I am an aspiring probabilist, and I definitely know the central limit theorem. However, I am trying to understand what idea it really embodies.
I am aware that normal distribution arises as the limit even when the averages are taken over non-independent random variables. But in some sense, it seems the correlations among the $X_i$'s are weak. Is this intuition correct? In other words, when can we expect a central limit theorem?
Is there some deeper notion embodied in this limit law? It is so universal, it seems it is quite mysterious...
Here is an answer to "what's so special about the normal distribution?"
The limiting distribution is normal because the family of normal distributions is closed under addition (and averaging): if $X$ and $Y$ are normal, so are $X+Y$ and $\frac{X+Y}{2}$, with the appropriately modified means and variances.
So if we started with a bunch of i.i.d. normal random variables, their average would stay normal. This tells us that if any sort of central limit theorem holds, it ought to give the normal distribution in the limit.
In general, whenever a limit theorem holds, it gives a distribution in the limit which is closed under the operation we care about.

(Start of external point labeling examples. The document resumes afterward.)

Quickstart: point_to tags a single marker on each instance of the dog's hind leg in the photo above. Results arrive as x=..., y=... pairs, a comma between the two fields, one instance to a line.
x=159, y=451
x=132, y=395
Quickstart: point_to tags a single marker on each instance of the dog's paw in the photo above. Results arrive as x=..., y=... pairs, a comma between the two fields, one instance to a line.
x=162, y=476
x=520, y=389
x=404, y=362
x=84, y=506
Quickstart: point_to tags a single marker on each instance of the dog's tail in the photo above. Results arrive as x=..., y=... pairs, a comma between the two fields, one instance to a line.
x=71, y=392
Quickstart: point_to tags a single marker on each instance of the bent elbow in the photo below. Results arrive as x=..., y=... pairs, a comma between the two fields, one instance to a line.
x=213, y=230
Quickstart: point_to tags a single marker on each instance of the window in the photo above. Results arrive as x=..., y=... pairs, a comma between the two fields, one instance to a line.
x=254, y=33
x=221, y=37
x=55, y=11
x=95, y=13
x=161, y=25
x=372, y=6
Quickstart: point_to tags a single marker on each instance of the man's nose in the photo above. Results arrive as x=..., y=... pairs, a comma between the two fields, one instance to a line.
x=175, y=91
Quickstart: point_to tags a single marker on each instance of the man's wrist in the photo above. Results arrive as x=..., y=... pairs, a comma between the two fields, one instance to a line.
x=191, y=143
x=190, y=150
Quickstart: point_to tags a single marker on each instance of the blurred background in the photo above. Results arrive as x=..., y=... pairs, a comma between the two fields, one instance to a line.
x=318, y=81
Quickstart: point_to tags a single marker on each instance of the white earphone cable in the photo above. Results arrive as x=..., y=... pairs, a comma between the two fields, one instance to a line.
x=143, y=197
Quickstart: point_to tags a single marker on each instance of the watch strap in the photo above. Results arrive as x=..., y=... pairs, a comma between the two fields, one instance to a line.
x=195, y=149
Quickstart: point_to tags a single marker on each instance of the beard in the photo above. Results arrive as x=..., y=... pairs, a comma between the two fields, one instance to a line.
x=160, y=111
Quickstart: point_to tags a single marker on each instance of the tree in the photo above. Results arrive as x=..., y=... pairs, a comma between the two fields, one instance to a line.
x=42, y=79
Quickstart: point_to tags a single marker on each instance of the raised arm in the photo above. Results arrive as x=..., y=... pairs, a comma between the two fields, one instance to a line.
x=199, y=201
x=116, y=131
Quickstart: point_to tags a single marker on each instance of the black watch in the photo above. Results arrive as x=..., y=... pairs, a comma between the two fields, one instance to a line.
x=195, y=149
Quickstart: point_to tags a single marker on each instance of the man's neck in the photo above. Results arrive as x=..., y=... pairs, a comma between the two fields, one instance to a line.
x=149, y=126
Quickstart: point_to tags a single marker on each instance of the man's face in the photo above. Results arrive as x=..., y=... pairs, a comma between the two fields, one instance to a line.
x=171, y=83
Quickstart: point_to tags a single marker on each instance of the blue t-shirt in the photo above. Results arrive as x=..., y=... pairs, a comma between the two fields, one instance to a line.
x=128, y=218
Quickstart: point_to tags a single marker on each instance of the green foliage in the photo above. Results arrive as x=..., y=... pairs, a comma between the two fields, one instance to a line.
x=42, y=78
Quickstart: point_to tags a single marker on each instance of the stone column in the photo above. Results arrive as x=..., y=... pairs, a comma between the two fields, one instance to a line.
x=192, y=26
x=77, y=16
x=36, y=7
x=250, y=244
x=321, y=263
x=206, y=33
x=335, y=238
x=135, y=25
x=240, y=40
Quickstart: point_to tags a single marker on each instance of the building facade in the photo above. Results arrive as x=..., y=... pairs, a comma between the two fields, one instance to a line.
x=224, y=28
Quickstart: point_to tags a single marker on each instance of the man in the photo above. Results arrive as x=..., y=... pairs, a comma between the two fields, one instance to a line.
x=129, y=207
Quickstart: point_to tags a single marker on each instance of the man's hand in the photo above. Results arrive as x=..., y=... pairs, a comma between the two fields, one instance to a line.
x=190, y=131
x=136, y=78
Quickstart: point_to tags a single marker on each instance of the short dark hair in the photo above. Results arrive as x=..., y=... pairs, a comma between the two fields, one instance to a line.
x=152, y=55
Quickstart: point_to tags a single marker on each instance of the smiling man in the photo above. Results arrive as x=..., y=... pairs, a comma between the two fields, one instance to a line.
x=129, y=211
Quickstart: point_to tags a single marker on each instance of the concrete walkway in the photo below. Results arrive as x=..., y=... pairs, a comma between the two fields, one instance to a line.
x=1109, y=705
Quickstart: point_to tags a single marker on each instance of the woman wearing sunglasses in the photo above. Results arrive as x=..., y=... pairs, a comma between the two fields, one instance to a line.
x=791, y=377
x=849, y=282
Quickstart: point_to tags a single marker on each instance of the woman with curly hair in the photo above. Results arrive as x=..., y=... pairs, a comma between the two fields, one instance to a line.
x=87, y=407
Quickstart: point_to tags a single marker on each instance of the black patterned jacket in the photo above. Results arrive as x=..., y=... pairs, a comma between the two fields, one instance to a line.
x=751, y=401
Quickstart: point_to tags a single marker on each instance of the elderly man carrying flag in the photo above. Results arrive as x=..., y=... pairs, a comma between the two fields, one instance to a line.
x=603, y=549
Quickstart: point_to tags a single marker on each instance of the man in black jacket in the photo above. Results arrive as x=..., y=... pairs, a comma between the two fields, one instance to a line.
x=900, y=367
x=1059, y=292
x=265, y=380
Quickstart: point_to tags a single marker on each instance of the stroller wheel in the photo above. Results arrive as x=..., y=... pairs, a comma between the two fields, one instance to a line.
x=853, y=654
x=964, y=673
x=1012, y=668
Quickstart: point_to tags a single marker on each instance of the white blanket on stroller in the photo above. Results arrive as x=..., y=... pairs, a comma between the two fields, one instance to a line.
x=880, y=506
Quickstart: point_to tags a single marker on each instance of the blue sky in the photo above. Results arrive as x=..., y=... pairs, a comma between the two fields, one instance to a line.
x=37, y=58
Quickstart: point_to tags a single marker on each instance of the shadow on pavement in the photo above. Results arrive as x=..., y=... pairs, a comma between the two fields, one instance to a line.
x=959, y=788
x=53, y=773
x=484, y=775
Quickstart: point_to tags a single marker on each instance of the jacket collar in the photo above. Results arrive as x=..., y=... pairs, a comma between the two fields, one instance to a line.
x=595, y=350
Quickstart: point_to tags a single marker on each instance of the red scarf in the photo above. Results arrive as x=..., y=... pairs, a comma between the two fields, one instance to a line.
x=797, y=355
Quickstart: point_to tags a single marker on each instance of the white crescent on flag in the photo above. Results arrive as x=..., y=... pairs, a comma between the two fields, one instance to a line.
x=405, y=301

There are other limit theorems for other cases. For example, the Poisson distribution is a distribution on $\mathbb N$ with a similar property: if $X$ and $Y$ are Poisson, so is $X+Y$. We have Le Cam's theorem and Janson's inequality as two instances of the claim that if we sum many approximately-independent Bernoulli random variables, then in cases where the mean of the sum is constant, it has an approximately Poisson distribution.
(This doesn't contradict the central limit theorem, because the Poisson distribution with mean $\lambda$ is well-approximated by the normal distribution with mean and variance $\lambda$ when $\lambda$ is large.)
For another example, the exponential distribution is closed under minimums and scaling: if $X$ and $Y$ are exponential, so are $k \cdot X$ and $\min\{X,Y\}$. We can prove various forms of a "minimum limit theorem": if $X_1,X_2, \dots, X_n$ are sufficiently independent nonnegative random variables with probability density functions that have nonzero and reasonably similar values at $0$, then then $n \cdot \min\{X_1, X_2, \dots, X_n\}$ should be approximately exponential.